Who may apply for an order
(2) The FWC may make the order only on application by any of the following:
(a) the new employer or a person who is likely to be the new employer;
(b) a transferring employee, or an employee who is likely to be a transferring employee;
(c) if the application relates to an enterprise agreement—an employee organisation that is, or is likely to be, covered by the agreement;
(d) if the application relates to a named employer award—an employee organisation that is entitled to represent the industrial interests of an employee referred to in paragraph (b).
Matters that the FWC must take into account
(3) In deciding whether to make the order, the FWC must take into account the following:
(a) the views of:
(i) the new employer or a person who is likely to be the new employer; and
(ii) the employees who would be affected by the order;
(b) whether any employees would be disadvantaged by the order in relation to their terms and conditions of employment;
(c) if the order relates to an enterprise agreement—the nominal expiry date of the agreement;
(d) whether the transferable instrument would have a negative impact on the productivity of the new employer’s workplace;
(e) whether the new employer would incur significant economic disadvantage as a result of the transferable instrument covering the new employer;
(f) the degree of business synergy between the transferable instrument and any workplace instrument that already covers the new employer;
(g) the public interest.
Restriction on when order may come into operation
(4) The order must not come into operation in relation to a particular transferring employee before the later of the following:
(a) the time when the transferring employee becomes employed by the new employer;
(b) the day on which the order is made.”
[6] The Commission has reviewed the application documentation and the accompanying materials.
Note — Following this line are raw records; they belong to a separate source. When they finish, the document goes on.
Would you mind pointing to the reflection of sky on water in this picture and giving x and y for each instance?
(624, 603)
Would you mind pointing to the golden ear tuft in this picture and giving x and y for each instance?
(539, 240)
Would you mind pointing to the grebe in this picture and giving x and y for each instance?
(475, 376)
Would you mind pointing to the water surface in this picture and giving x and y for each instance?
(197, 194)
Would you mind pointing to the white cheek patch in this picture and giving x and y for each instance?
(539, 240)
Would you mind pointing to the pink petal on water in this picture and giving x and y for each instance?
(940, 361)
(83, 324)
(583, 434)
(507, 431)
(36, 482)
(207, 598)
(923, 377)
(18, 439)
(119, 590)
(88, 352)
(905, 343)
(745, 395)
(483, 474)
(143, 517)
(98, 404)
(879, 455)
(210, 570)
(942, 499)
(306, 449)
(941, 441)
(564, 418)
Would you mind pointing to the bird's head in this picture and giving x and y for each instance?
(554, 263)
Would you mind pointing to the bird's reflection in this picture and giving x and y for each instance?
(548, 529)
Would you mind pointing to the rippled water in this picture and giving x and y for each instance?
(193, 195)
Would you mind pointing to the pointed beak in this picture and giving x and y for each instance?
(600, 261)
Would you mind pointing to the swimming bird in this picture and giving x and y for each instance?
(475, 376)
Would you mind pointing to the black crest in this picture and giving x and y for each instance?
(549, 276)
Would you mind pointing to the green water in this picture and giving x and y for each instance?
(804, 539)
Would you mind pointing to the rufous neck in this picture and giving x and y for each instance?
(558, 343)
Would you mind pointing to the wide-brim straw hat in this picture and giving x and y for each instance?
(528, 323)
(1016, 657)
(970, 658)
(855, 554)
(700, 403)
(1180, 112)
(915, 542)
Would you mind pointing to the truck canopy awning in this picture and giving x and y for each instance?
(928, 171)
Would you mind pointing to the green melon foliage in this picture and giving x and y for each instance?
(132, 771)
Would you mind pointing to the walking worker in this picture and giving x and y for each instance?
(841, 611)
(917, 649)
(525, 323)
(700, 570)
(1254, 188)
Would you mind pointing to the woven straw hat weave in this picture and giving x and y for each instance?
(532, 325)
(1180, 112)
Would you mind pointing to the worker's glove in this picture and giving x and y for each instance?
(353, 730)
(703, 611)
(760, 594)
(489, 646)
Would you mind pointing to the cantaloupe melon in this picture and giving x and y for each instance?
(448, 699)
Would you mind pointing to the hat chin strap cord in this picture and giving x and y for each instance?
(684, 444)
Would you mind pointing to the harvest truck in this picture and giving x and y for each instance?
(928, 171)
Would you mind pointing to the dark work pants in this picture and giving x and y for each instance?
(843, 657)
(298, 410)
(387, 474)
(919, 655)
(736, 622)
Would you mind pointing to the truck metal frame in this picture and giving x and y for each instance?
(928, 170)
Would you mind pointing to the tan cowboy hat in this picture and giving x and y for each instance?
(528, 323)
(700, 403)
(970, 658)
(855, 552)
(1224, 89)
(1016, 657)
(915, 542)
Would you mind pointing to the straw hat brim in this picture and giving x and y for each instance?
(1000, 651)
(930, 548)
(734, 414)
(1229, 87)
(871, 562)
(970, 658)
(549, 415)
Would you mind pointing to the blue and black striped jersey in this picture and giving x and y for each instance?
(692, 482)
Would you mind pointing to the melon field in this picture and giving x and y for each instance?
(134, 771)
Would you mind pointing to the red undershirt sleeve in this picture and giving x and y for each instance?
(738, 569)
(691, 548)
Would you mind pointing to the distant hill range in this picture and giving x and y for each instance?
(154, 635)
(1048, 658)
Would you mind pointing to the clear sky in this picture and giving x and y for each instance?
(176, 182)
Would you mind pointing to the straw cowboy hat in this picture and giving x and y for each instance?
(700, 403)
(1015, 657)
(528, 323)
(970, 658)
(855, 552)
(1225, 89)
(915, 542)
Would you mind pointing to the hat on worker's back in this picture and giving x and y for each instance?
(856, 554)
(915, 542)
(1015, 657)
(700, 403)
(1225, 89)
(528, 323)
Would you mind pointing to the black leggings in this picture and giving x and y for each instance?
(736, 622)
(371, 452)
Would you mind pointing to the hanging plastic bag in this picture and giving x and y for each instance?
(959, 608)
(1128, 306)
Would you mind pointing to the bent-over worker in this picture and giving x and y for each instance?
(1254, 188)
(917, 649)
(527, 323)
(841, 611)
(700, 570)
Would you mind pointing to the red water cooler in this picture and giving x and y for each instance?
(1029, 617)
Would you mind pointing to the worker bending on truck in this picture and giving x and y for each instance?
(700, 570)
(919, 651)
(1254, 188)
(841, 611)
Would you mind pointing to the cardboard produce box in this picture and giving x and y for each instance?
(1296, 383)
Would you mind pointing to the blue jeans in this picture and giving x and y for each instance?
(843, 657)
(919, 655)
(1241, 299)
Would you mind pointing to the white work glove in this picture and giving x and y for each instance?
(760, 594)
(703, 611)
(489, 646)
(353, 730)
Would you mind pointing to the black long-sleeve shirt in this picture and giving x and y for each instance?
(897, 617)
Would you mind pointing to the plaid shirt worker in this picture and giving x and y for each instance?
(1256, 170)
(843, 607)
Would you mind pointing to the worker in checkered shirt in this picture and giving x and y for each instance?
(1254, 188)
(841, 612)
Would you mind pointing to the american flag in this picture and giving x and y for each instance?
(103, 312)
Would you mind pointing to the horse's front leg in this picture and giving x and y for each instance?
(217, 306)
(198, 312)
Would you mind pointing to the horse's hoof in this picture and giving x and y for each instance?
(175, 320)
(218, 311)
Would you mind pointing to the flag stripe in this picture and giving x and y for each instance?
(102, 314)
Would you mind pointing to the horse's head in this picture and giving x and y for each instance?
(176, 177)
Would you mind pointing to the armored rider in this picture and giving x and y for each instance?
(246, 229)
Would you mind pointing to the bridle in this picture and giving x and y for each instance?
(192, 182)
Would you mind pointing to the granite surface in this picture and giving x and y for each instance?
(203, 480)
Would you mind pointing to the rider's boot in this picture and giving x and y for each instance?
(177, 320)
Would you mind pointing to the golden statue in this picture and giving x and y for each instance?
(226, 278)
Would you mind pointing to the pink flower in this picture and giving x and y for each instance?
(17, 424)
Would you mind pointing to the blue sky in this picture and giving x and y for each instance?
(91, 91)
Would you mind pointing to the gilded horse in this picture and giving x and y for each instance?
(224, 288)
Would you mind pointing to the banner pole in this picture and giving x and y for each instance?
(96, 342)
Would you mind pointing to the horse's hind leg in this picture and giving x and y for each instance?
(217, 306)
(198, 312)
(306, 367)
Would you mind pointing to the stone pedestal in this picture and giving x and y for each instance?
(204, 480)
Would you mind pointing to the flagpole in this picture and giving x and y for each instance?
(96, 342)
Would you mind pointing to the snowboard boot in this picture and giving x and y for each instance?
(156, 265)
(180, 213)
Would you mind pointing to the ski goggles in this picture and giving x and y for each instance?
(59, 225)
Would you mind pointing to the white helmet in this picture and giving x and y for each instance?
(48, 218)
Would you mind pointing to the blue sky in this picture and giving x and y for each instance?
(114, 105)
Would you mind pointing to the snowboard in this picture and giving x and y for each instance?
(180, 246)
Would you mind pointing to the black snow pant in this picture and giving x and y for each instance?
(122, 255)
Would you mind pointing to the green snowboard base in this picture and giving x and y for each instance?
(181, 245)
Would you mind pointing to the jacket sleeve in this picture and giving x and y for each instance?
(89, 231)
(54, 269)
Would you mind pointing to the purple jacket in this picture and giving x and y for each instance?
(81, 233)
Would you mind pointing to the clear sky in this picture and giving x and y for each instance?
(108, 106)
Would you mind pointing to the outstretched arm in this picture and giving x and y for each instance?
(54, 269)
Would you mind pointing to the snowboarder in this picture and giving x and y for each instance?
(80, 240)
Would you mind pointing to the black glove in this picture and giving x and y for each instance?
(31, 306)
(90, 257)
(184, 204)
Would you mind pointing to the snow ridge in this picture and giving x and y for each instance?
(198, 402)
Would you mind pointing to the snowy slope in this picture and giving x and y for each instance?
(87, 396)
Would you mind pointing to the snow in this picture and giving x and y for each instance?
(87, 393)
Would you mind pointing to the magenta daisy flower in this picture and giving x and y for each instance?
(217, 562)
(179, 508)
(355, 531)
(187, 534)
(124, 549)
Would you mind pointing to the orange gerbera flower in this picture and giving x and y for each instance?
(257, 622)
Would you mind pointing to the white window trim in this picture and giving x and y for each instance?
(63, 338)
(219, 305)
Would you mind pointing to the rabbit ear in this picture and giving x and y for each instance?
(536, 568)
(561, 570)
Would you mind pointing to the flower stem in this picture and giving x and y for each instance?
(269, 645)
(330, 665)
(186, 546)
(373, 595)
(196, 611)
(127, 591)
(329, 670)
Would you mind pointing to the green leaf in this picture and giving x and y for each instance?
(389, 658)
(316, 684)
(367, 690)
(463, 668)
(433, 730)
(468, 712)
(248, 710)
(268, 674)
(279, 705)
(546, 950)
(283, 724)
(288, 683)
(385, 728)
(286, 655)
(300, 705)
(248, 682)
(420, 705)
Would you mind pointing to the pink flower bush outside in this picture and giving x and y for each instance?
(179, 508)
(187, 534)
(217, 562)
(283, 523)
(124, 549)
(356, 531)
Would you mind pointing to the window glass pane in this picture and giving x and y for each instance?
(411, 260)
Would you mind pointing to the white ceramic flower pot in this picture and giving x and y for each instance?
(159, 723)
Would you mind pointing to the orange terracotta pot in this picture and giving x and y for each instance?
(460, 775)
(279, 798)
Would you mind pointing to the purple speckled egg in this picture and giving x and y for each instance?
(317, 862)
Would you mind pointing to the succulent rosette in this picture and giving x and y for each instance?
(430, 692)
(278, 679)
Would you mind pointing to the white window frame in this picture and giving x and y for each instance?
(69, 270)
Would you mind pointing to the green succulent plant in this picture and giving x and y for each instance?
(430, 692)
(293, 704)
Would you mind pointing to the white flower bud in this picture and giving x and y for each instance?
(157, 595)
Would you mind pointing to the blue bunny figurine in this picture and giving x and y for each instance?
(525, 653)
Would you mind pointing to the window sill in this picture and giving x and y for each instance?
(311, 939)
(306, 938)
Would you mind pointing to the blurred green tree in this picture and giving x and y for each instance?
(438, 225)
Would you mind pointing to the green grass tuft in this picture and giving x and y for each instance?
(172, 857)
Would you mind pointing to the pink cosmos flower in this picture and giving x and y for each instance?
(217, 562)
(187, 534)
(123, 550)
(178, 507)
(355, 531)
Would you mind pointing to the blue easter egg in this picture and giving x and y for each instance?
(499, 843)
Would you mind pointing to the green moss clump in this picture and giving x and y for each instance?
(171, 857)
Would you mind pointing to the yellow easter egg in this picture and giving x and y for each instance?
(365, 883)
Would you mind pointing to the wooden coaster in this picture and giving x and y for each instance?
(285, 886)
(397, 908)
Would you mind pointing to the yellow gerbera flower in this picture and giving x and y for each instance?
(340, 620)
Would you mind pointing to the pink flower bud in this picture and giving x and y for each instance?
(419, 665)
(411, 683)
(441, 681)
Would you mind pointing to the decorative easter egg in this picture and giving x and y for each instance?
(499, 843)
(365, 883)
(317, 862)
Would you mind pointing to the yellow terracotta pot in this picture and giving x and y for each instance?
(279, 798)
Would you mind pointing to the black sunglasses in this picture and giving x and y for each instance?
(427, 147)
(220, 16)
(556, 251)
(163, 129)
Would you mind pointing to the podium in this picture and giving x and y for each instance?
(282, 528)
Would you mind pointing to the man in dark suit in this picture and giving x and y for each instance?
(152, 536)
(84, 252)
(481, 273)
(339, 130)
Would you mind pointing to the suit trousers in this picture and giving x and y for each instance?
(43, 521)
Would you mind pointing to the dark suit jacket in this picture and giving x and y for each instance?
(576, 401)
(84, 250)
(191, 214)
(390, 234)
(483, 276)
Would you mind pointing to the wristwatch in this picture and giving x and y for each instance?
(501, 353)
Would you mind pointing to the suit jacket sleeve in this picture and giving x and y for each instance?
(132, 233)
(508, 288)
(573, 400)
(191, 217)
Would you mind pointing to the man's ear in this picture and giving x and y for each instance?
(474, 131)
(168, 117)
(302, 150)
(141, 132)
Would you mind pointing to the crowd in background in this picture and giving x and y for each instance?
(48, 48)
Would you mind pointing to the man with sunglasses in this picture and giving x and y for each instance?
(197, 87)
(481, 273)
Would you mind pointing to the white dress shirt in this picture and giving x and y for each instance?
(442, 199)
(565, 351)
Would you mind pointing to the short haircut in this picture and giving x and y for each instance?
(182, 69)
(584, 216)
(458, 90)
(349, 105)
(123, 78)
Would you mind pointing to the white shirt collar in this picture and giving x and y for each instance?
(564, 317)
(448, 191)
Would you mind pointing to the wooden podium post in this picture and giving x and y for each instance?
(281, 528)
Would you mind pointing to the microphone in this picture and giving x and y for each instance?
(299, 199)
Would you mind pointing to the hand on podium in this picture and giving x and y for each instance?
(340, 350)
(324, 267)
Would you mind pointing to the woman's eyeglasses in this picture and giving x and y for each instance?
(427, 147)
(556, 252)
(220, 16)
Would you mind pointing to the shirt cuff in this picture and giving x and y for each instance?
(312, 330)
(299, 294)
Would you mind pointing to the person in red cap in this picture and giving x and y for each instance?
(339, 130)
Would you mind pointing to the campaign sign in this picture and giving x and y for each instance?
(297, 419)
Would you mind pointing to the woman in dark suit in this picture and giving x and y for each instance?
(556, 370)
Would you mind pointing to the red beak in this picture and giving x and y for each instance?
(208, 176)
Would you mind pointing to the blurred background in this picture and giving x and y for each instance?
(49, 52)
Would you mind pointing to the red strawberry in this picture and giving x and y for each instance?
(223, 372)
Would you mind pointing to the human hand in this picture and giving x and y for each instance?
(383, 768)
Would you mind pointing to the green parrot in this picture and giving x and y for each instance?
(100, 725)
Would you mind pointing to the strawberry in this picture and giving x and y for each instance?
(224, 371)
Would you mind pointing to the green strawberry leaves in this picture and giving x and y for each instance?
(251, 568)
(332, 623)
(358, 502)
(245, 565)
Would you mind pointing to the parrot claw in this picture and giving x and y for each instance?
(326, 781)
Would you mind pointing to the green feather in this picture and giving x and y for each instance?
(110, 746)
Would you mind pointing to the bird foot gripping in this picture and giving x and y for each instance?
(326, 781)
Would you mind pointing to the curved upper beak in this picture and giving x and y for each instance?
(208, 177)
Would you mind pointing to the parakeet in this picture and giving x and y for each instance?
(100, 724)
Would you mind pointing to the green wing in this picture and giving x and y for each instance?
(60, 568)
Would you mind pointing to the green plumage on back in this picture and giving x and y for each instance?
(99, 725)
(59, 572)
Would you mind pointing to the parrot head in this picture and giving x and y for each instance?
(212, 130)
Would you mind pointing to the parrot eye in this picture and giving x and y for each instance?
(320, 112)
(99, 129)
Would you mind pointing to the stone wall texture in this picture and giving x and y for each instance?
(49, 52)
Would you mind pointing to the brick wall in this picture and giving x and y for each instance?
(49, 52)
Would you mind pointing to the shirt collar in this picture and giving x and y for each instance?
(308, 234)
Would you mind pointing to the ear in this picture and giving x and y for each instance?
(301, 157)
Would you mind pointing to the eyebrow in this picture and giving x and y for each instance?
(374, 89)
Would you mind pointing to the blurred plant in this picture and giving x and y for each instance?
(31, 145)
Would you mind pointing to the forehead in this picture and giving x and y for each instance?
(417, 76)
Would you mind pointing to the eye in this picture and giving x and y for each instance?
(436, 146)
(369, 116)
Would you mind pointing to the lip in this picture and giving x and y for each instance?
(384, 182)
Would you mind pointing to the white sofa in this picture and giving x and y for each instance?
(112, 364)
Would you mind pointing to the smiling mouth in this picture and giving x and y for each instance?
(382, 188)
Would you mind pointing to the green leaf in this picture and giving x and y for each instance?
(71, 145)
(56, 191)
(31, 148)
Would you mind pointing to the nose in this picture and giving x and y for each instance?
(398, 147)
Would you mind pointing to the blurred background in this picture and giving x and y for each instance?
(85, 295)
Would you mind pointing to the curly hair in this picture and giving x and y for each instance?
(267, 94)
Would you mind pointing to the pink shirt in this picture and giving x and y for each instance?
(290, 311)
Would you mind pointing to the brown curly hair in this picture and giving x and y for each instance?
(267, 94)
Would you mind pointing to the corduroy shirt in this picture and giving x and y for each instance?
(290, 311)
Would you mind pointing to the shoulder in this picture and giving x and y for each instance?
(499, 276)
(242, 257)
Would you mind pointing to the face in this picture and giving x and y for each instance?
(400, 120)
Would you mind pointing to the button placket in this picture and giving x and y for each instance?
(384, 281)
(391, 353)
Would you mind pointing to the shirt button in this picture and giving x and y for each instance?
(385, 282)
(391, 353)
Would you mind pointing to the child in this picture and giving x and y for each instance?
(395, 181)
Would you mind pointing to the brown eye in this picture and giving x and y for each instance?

These documents outline the factual circumstances which have given rise to the application. Further, the submissions contained in the application address the relevant legislative requirements which are asserted to provide for proper basis for the making of the Orders sought.
[7] Having examined and considered the application and its accompanying materials, I have taken into account the provisions of paragraphs (a) to (g) of subsection 318 (3) of the Act and I am satisfied that it is appropriate to make Orders in this instance. Consequently, the application is granted and Orders [PR557349] broadly in accordance with the terms sought will be issued accordingly.